A credit agreement should not be concluded by handshake but in the form of a written contract. It does not require any particular form, but it serves to ensure the security of both parties. The tax office demands a written loan contract when claiming tax benefits and only recognizes this if the loan was granted as under “strangers”, which is similar to banking.

Unlike many other contracts, the contract does not have to be written by computer or even authenticated and certified by a notary. It is sufficient if the loan agreement is held by hand on a DIN A4 sheet. It is important, however, that the handwriting is easy to read, so that no doubts arise over the authenticity and content of the contract.

The contract for the family loan should contain at least the following information:

  • Names and addresses of the contracting parties
  • Amount of the loan amount
  • interest rate
  • Term contract
  • repayment arrangements
  • Due date installments
  • collateral
  • Settlement of legal consequences for late payments and possibly also a regulation on termination of the loan agreement
  • Place, date and signatures of all involved

No creation of fake contracts

Financial officials are particularly suspicious if the contract stipulates too high an interest rate. Since the debtor wants to deduct this in a rented property from the tax, the tax office is suspected of suspected tax fraud. The interest, which is in the contract, must also be fulfilled.

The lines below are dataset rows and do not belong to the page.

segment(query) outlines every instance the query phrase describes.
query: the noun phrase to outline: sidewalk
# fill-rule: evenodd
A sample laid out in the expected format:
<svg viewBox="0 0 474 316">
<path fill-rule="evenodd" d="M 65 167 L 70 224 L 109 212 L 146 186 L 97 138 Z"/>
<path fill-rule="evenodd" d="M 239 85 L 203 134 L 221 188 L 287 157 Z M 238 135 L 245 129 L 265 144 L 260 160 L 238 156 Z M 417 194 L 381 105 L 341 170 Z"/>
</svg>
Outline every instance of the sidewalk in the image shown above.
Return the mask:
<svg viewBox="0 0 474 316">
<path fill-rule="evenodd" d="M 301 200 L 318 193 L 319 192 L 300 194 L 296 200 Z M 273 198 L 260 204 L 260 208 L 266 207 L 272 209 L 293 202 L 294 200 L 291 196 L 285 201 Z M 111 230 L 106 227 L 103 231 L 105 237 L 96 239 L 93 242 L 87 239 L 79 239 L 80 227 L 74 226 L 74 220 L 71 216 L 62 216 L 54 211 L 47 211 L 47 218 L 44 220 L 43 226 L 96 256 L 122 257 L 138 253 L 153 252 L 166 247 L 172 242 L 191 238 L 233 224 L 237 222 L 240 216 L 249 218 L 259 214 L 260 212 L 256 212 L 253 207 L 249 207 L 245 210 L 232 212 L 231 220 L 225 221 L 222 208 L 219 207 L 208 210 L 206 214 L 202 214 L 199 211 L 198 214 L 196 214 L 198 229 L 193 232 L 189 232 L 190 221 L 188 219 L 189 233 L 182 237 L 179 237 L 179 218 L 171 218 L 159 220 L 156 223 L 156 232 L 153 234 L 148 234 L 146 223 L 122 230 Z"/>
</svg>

Therefore, tax officials are also particularly checking the repayment and fulfillment of this agreement. If these prove to be a fictitious contract, tax advantages, no matter in which amount, are no longer possible.

Proven repayment

Anyone who does not want to expose themselves to the suspicion of a pseudo-contract should be able to prove repayment at any time. Even in the event of sudden family disputes, there should always be proof of repayment. Therefore, it is advisable to settle repayments exclusively via a bank account by bank transfer. The entire cash flow can thus be tracked and proven. Payments in cash should be avoided. Especially when tax benefits are claimed.

Loans within the family are common, but unfortunately also cause disputes if the loan is to be repaid. Therefore, the cash flow should always be proven.

Separate bank accounts

For the reasons mentioned above, it is recommended that each of the parties should have a separate bank account. The payee and the payer may not have the same account identity.

Payment protection insurance

At the latest with sums in the high four-digit range or far beyond, which are completed even without collateral, banks recommend the conclusion of a residual debt insurance. These are common in lending by banks. For small amounts, it is still optional, but at the latest when buying a property, this is mandatory at banks.

Due to the high financial risk, it is worthwhile to take a closer look and to consider it. If the insurance is taken out on a bank loan, the bank’s proposed insurance is usually taken. In a family loan, however, this is freely selectable.

The borrower always has the right to look for policies with better terms and insurance coverage. Above all, it has to be examined how the insurance company behaves in the event of a repayment default and who is liable for the repayment.

Also should be included:

  • temporary or permanent incapacity for work of the borrower
  • Unemployment of the borrower
  • Death of the policyholder
  • Loss of revenue from loans for the family business

Normally, the private lending and repayment within the family easily. However, if there are discrepancies, inter alia, in the eradication, lawyers are often turned on. To avoid this, certain forms must be observed. If tax regulations are followed, nothing is in the way of the low-cost loan.